Saturday's Winter Solstice Coincides With a Special Display of Shooting Stars (Video)
This year's winter solstice will be celebrated in the Northern Hemisphere with shooting stars from the Ursids meteor shower.
Astronomical winter is coming. Will you celebrate the official beginning of the new season in the Northern Hemisphere with a shooting star or two? This year, the shortest day of the year and the official first day of winter in the Northern Hemisphere — the winter solstice — coincides with the peak of the 2019 Ursids meteor shower. Since the solstice isn’t a visual spectacle, seeing a shooting star is the perfect way to mark the start of a new season.
When is the winter solstice?
Winter solstice in the Northern Hemisphere (and summer solstice in the Southern Hemisphere) will occur at precisely 4:19 a.m. Universal Time on Sunday, December 22, 2019. It’s a global event, so in North America, that translates to 11:19 p.m. EST and 8:19 p.m. PST on Saturday, December 21, 2019.
What is the winter solstice?
Caused by Earth’s tilted axis, the winter solstice marks the time when the Northern Hemisphere is tilted away from the sun.

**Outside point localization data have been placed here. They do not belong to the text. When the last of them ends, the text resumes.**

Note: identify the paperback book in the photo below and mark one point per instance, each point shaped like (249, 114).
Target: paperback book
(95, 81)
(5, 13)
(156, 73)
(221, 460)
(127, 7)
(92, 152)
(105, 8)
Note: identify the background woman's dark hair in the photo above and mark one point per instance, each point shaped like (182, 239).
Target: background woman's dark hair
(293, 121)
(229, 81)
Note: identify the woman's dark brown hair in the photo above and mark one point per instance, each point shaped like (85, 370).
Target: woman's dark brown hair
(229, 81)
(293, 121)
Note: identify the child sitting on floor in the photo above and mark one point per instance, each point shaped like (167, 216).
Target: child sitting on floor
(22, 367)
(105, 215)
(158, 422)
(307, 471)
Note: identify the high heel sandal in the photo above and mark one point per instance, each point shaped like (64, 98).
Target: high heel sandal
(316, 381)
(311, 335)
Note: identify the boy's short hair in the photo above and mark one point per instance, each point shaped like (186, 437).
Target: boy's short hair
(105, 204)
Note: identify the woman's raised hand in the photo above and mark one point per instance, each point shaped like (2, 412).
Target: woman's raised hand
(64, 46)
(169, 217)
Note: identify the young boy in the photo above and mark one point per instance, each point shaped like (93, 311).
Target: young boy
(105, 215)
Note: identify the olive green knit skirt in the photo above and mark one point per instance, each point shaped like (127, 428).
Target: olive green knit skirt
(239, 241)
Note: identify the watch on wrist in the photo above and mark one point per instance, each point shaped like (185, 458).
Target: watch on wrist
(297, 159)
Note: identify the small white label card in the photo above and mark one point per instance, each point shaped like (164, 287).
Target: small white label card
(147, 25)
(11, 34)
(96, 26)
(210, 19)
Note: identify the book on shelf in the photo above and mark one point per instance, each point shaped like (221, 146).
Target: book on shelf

The sun is at its lowest point in the sky north of the equator, and it takes a shorter path through the sky. That means the sunlight is the weakest it will be all year, and it’s shining for the shortest amount of time. That’s a double whammy, and it brings the shortest day (and longest night) of the year, and lower temperatures, marking the beginning of winter.
In the Southern Hemisphere, it’s the complete opposite; the sun is at its highest point in the sky, creating the longest day and the shortest night of the year, marking the start of summer.
How do people celebrate the winter solstice?
The winter solstice is celebrated for being the rebirth of the sun because it marks the moment when it’s above the Tropic of Capricorn at noon, which is as far south as it appears to get. After the winter solstice, the days begin to get longer in the Northern Hemisphere.
It’s arguably the reason for we have a mid-winter festival, but winter solstice tends to get lost in Christmas celebrations.
However, there are several events to mark the winter solstice, most famously at Stonehenge in the UK, where visitors from around the world gather at sunrise (this year at 8.04 a.m. GMT) to see the sun rise above the stones. In New York, Paul Winter’s 40th Annual Winter Solstice Celebration concert takes place at the Cathedral of St. John the Divine, the world’s largest cathedral.
However, a great way to celebrate the winter solstice from any location in the Northern Hemisphere is by looking out for a shooting star or two from the Ursids meteor shower. From North America, it peaks on the evening of Saturday, December 21, 2019, almost the exact same time that the winter solstice occurs.
What is the Ursids meteor shower?
It’s a stream of dust and debris deposited by a comet in Earth’s orbital path around the sun. As particles strike the Earth’s atmosphere, they gather energy, lighting up as they release it. You can expect to see about 10 shooting stars per hour, each of which smashes into Earth’s atmosphere at an astonishing 20 miles per second.
Active between December 17 and December 26, the Ursids meteor shower peaks after dark on December 21 and into the early hours of December 22.
What causes the Ursids meteor shower?
The Ursids meteor shower is caused by Tuttle's Comet, which enters the solar system every 12 years to loop around the sun. It’s due back again in 2021. However, it’s named after the place in the night sky where the shooting stars appear to originate — Kochab, a star in the constellation of Ursa Minor. Ursa Minor—which contains famous constellation the Big Dipper—also contains Polaris, the North Star. Consequently, the Ursids meteor shower is only visible to observers in the Northern Hemisphere.